Since she’d never bought one before, she was glad for my input! (Note: They typically plug a vacuum into a
gas-powered generator.) The Amish don’t
have a lot of carpets—they like linoleum the best—but a few families will share
a vacuum cleaner for those times when it’s needed.
What does this have to do with losing a good horse, you may
wonder?
I was using my husband’s pickup truck, which I’ve driven only
a few times. He’s very fond of it, and
he doesn’t even like dust on it, so he rarely allows it out of his sight. As we parked at the far end of the lot as I
had promised to do, I explained to Ruth that he is very fond of this truck; I
showed her the “pinstripes” that he had hired someone to paint on it.

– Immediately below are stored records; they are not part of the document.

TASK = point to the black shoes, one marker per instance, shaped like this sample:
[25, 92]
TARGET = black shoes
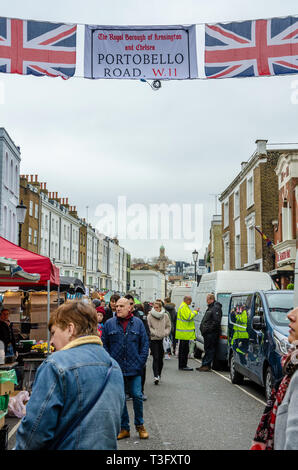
[203, 369]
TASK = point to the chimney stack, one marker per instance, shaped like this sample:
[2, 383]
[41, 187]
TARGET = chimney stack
[261, 146]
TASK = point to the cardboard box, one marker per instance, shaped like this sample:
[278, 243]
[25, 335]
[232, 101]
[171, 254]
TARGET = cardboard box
[39, 334]
[2, 422]
[6, 388]
[12, 299]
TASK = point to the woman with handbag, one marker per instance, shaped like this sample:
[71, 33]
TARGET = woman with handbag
[160, 327]
[78, 393]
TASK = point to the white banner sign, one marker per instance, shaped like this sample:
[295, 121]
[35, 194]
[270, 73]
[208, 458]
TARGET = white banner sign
[139, 52]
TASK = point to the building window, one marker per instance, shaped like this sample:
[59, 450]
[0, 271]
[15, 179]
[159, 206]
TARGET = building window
[251, 245]
[6, 170]
[287, 232]
[30, 208]
[250, 191]
[16, 179]
[11, 175]
[226, 242]
[236, 204]
[226, 214]
[237, 252]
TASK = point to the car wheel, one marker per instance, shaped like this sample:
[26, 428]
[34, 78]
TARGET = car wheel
[216, 364]
[236, 377]
[268, 383]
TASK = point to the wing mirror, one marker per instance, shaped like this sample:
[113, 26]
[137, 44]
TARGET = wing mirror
[258, 323]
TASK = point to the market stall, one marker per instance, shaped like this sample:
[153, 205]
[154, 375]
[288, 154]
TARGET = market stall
[29, 311]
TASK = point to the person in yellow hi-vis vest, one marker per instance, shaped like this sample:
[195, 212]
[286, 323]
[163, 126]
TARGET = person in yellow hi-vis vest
[185, 331]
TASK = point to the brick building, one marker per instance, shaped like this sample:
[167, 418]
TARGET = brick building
[285, 223]
[251, 200]
[215, 246]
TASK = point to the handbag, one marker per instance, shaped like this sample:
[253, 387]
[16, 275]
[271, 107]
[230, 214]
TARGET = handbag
[166, 343]
[84, 412]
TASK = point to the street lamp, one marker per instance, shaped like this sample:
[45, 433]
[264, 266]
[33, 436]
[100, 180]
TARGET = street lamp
[21, 214]
[195, 255]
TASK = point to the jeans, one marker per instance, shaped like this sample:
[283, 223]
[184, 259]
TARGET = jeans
[156, 347]
[210, 343]
[134, 384]
[183, 353]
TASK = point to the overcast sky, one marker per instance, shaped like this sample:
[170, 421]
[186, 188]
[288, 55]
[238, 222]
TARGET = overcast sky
[93, 141]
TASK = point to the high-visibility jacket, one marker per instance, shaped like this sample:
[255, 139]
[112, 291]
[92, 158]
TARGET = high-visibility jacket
[240, 327]
[185, 325]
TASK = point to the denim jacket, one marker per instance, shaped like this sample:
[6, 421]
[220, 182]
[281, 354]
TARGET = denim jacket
[65, 382]
[129, 349]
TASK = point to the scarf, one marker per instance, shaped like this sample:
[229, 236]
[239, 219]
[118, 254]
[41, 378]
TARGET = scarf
[124, 321]
[264, 437]
[89, 339]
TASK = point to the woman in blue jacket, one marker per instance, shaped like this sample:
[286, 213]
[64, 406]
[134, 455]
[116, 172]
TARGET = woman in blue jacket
[78, 394]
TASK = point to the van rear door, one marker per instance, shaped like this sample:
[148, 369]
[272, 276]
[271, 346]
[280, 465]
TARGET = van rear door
[257, 339]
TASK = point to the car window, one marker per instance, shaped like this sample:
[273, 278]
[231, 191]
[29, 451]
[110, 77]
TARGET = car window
[279, 306]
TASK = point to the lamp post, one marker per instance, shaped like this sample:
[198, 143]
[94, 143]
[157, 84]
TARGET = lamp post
[195, 255]
[21, 214]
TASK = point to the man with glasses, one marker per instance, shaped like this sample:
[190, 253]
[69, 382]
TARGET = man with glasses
[136, 309]
[125, 339]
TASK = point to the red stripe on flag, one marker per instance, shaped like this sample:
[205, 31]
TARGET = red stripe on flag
[228, 35]
[59, 36]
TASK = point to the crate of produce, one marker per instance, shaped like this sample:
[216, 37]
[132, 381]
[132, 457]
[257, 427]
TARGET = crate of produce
[8, 379]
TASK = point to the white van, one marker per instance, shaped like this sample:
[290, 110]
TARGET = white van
[178, 293]
[222, 284]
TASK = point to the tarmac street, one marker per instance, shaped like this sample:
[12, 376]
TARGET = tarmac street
[191, 411]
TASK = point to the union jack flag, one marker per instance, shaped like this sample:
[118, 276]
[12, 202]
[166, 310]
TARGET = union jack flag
[252, 48]
[37, 48]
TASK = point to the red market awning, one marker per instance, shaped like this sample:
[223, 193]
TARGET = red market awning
[29, 262]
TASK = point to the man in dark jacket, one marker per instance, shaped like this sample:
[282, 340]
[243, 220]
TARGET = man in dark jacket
[110, 310]
[210, 329]
[139, 313]
[126, 340]
[170, 308]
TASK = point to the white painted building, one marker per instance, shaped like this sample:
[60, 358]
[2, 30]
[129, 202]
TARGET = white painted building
[149, 285]
[10, 158]
[60, 236]
[92, 272]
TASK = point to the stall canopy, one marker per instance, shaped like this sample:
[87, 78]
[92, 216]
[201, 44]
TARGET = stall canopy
[9, 269]
[30, 263]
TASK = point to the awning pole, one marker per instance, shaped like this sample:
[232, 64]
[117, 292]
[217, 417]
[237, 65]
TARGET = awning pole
[48, 315]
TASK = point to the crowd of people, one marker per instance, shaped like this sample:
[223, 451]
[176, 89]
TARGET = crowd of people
[108, 346]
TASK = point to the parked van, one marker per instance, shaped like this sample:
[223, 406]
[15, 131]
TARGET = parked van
[257, 335]
[222, 284]
[178, 293]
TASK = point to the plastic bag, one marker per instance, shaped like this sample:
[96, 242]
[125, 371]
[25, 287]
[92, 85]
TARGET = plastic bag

She remarked that her husband Glenn was similarly fond of
their main buggy horse. He had raised
the horse himself, and she said he once remarked, “I wouldn’t take $5,000 for
this horse.” (Typical prices currently are
$1,500 to $3,000.) Whenever one of their
children needed a buggy horse, he always held that one back if he could, and
sent them out with a different one.
But a few weeks prior, Glenn’s special horse (not the one in
the picture) had died from West Nile Virus.
The horse was only four years old—the prime of life for a buggy
horse. She said her husband didn’t
usually get emotional about animals, but this had been a hard thing for him to
take.
They had noticed the previous Friday that the horse seemed
lame in one back leg. By Sunday they
realized something was very wrong, and they suspected West Nile Virus, which
had killed a few other horses in the area.
First thing Monday morning Glenn phoned the veterinarian, but she didn’t
show up. He called four times that day,
asking her to come as soon as she could.
By the time she arrived, at 8 in the evening, it was too late, and the
horse was too far gone. Ruth said that
Glenn couldn’t stop wondering whether his favorite horse could have been saved
if the vet had arrived sooner.
There is a vaccine for horses which prevents West Nile
Virus, but it’s very expensive. The vet
said the best thing to do is to keep the horses pastured as far as possible
away from the woods. At any rate, it was
too late for Glenn’s favorite horse.